LIVE FROM GSMA MOBILE 360 SERIES – AFRICA, KIGALI: Panellists discussed the impact mobile technology is having on delivering humanitarian assistance, moving beyond its core role providing communication services.

“When you think about communication, mobile is a key tool to communicate back home; access to the internet allows social media to be used to communicate with the networks these individuals have,” Josh Ling, director of financial inclusion for Mercy Corps (pictured, second right), asserted.

Anna Turus, associate integrity officer with UNHCR (pictured, left), echoed this: “One of the needs we find, especially at the onset of a displacement crisis, is ensuring communications channels are available, they are of different types, and accessible to the widest population as possible. This means service providers should have the ability to communicate with people of concern at the moment they are responding to the emergency, so the population affected knows where to access services and what services are available to them.”

But once the key issues are resolved, and displaced communities become more settled, provision of additional services around mobile money, education and healthcare becomes more important.

Ling said that as refugee situations evolve over time, “they may look at opportunities for learning, so they are adapting to their new environment. They may be wanting to learn the language, they may be wanting to learn new skills in that environment, and start to create more of a livelihood for themselves at that point.”

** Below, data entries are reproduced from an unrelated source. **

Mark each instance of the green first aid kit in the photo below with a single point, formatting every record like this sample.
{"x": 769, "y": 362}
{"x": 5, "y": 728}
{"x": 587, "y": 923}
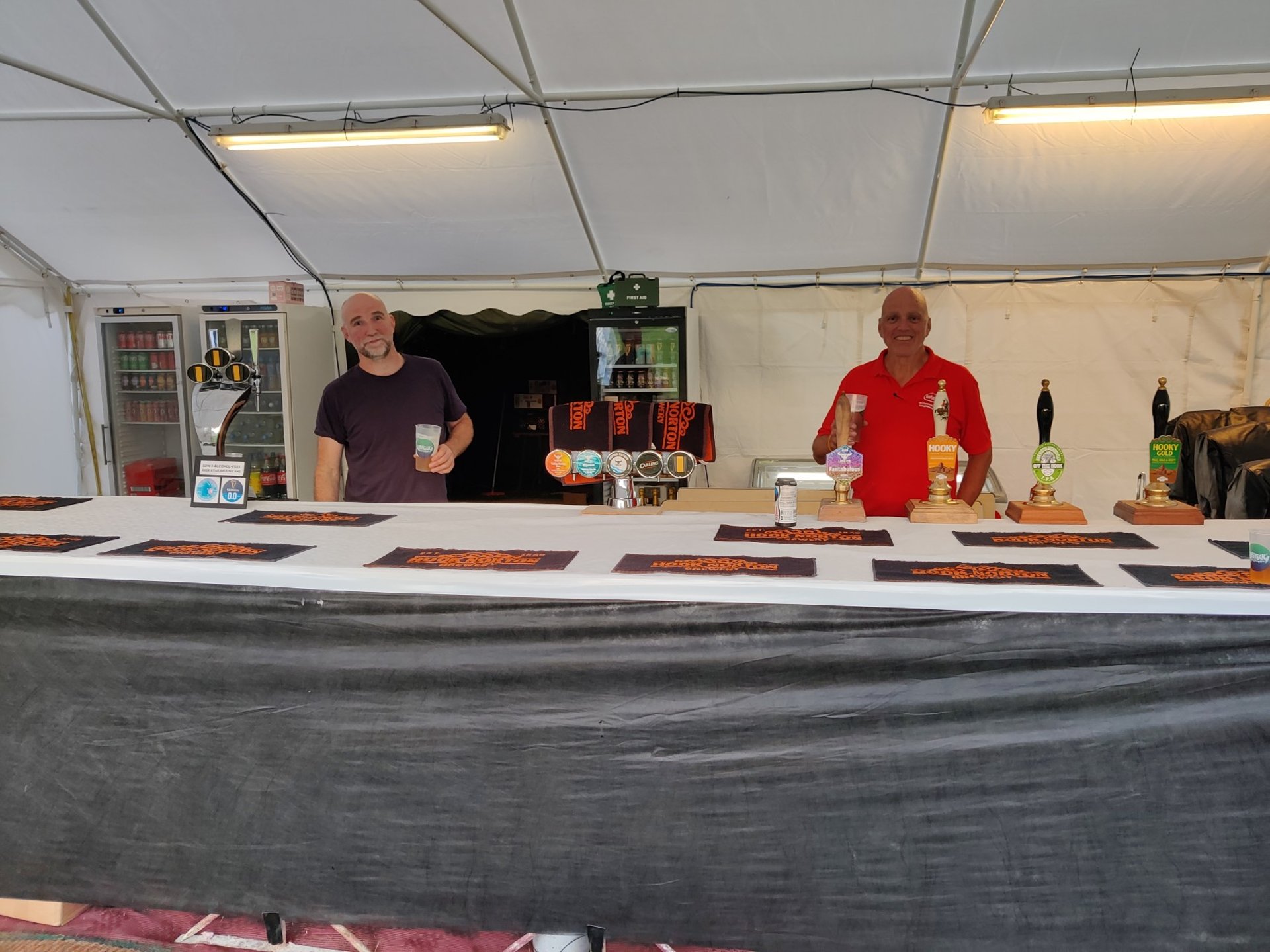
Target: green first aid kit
{"x": 635, "y": 290}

Turus noted: “The fact that refugees or people affected by crisis can have access to remittances can really speed up their building-up of self-reliance, and their getting back to a sense of safety that really improves the way families and communities continue to live during the crisis”.

“What we see in protracted crisis, so in refugee camps that have been for example existing for more than 20 years, is we have many children who were born in the camp, and grew up in the camp, so for them displacement is all the experience they have of life. And of course with this kind of life experience, the importance they attach to education is extreme – they put a lot of hope in being able to go to university, or continuing to study when their secondary education is completed,” she continued.

Delivering such services can be challenging, however, due to the different needs of the various stakeholders involved.

Partner requirements
Jacqueline Mebur, senior product officer of technology for development at Safaricom (pictured, second left), said: “A lot of our solutions are driven by what our partners require, and our partners would be people like UNHCR or the World Food Programme, depending on what challenges they are facing and where they feel technology can bridge the gap.”

She observed: “It is a challenge when the partners come in and they have a wish list of solutions. I think the one thing that is clear is that we have some really good shared value partnerships. So we see what they are trying to do, and first of all try to reduce this list of requirements to the simplest possible solution that can deliver the largest impact.”

SMS is still a powerful tool, due to the reach it offers. The executive cited earlier work with Ericsson, UNHCR and Vodacom called Refugees United, to reconnect people among displaced populations: “We have discovered that SMS is really powerful in delivering some really big impacts.”